Mas é o mercado. Eu sei que remar contra a maré comporta um preço que nem todos querem pagar e a maioria sequer pensa nisso. A única coisa que recomendo é que se analise isso tudo de forma crítica e não pelo vistoso rótulo com que o produto é apresentado.
Grandes soluções empresariais são encontradas por gente anônima, pálidas representações nos organogramas oficiais. Gente que no informalismo institucional produz “Muito Bons Achados”. Este talvez, o MBA a ser estudado e fomentado.
Engana-se quem imaginar que defendo uma cruzada contra MBAs; ao contrário, estimulo e apóio toda e qualquer forma de educação continuada. Só que atribuir a isso o papel de única solução para nossas necessidades organizacionais parece-me um pouco demais.
Grandes corporações mundiais, e mesmo algumas nações, são levadas à bancarrota por pessoas com alguns MBAs na bagagem. Verdade também, que se obtém sucesso nos mesmos conjuntos sócio-econômicos sem que haja doutores no comando, seus motores são a dedicação e o trato simples dos fatores econômicos.
Há alguns anos, 25 mais ou menos, a revista Exame trouxe matéria sobre Tião Maia.

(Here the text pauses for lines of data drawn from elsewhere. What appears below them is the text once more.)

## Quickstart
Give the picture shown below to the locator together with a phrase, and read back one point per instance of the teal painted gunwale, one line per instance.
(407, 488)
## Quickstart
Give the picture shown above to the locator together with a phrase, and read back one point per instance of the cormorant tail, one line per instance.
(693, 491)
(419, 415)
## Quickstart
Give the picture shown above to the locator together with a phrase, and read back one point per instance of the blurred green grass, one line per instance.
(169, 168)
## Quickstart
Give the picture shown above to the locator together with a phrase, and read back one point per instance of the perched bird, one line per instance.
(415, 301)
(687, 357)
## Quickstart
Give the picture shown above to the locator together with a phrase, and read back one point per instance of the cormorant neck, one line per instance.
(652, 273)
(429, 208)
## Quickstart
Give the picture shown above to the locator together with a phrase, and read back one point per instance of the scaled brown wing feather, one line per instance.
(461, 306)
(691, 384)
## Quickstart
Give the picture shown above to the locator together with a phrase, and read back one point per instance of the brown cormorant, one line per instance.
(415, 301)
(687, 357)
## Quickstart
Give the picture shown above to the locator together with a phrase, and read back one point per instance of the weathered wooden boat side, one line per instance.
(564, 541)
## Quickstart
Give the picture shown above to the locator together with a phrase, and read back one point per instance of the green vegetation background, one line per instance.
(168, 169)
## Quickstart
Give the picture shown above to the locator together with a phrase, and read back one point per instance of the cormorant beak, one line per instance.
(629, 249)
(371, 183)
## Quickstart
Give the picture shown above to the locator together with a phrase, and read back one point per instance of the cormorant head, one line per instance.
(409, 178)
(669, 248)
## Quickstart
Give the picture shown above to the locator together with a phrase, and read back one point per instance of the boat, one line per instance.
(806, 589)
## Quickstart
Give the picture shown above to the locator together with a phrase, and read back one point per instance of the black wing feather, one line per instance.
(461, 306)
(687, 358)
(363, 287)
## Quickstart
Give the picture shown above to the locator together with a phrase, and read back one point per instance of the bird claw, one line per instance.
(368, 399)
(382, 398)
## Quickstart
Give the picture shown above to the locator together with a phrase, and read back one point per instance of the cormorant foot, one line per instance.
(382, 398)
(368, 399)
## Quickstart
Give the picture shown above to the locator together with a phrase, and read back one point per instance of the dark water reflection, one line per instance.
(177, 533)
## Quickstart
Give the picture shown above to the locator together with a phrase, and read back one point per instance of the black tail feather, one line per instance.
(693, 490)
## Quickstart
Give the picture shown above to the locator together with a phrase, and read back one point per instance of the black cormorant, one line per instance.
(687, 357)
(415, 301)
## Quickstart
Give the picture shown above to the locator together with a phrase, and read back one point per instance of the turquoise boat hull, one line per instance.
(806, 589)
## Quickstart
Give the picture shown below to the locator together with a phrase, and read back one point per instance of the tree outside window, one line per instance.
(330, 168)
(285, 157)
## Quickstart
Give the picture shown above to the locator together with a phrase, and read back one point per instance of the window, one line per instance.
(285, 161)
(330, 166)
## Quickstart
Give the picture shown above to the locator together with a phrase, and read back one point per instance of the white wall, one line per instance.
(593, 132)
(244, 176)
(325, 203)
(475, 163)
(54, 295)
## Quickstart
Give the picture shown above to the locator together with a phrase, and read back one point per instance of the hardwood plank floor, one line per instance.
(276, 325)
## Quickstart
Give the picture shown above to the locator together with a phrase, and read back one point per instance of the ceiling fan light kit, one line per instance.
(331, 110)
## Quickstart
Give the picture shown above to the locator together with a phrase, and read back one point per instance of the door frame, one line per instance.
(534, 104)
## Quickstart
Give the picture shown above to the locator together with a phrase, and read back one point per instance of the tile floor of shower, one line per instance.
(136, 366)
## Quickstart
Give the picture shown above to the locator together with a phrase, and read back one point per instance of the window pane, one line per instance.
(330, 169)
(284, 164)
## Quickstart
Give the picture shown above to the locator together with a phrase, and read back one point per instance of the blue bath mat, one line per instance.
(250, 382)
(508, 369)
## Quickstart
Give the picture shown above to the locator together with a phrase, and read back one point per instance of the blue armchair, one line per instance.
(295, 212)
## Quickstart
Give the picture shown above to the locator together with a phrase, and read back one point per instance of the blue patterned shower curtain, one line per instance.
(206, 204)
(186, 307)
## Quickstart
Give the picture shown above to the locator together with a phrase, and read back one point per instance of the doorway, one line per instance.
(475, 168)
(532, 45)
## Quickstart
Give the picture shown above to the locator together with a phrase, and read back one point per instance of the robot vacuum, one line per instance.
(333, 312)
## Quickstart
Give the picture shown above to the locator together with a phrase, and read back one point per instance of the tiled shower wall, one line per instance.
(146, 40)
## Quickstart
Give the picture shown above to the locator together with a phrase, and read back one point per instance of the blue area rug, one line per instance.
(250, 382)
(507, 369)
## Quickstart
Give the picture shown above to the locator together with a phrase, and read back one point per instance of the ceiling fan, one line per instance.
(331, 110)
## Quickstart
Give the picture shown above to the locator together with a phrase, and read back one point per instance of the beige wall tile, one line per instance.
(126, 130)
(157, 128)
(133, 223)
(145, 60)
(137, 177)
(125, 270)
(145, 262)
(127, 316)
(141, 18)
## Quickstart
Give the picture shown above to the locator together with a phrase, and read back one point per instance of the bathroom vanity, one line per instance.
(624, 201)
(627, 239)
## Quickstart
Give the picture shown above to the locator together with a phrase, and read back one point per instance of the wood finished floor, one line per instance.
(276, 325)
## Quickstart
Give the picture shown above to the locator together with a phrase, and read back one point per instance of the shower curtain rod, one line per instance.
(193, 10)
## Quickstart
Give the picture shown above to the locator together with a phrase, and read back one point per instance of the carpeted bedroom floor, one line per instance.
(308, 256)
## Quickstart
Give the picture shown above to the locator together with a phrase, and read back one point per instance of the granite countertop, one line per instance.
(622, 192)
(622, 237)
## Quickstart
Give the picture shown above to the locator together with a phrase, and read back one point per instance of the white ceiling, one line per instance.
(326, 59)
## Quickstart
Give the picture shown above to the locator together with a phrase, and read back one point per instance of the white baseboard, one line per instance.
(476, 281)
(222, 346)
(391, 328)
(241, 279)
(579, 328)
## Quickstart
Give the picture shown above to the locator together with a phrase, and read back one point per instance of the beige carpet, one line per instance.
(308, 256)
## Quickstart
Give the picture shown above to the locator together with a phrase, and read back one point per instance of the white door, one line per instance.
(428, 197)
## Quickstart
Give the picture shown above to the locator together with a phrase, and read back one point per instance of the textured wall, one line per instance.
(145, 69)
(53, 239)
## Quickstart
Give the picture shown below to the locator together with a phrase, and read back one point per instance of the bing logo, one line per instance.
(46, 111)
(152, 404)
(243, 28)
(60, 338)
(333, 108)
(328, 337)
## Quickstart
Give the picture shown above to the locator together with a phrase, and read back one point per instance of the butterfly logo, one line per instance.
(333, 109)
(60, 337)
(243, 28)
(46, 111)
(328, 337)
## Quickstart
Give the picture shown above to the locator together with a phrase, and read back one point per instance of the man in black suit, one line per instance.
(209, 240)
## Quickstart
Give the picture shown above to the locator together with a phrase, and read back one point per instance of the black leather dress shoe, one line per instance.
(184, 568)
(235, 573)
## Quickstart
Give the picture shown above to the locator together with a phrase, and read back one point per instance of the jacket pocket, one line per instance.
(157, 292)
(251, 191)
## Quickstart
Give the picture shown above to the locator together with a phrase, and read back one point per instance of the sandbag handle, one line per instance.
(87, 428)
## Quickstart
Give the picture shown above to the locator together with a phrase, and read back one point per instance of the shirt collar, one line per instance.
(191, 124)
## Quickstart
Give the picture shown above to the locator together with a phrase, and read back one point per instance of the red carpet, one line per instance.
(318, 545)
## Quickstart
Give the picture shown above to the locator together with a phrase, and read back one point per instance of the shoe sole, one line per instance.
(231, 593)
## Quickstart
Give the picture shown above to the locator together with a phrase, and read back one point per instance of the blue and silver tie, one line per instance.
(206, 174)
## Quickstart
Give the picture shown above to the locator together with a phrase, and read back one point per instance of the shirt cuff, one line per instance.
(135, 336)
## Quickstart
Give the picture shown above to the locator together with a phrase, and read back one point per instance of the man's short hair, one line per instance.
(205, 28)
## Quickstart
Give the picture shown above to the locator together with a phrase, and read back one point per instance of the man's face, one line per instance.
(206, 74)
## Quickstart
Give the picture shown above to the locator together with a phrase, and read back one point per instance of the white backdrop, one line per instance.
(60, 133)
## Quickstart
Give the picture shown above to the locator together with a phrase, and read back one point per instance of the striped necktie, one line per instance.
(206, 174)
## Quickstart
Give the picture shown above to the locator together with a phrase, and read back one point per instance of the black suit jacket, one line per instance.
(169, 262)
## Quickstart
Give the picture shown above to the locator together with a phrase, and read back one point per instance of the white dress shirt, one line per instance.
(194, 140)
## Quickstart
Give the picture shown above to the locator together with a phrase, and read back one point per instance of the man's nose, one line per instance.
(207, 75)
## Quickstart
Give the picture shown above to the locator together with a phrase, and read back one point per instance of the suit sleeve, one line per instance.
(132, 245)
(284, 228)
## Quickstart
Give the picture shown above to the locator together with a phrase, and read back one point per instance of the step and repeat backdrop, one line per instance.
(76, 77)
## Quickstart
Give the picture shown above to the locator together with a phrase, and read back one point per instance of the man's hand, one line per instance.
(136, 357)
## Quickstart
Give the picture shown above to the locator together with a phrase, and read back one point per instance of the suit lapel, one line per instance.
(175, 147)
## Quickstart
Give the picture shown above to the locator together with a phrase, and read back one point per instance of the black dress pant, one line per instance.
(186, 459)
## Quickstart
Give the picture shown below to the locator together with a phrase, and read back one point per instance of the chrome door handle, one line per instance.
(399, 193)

Para quem não conhece, esse empresário pecuarista, imigrou para a Austrália e se tornou o maior pecuarista daquele país. Foi tão empreendedor nisso que o governo australiano proibiu que ele comprasse mais terras. A alegação: estava desmontando a reforma agrária que tinha sido efetuada a duras penas no país. Foi ele quem introduziu o helicóptero como condutor de rebanhos. Tião não falava inglês (tinha um interprete de sua confiança), não tinha MBA mas sabia tudo de criação de gado. Deixou o Brasil porque não via o país como capitalista o suficiente para seus sonhos.
Um belo dia alguém sugeriu a ele que contratasse um economista para orientar seus negócios. Sua resposta foi emblemática: “Não preciso de economista! Se eu gasto menos do que ganho, não tenho problemas com dinheiro e então não preciso de economista; se gasto mais dinheiro do que ganho, não haverá economista que dê jeito”. Apesar da simplicidade folclórica da afirmação, pode-se ver que a equação é resolvida assim mesmo, com um simples e “Muito Bom Achado”.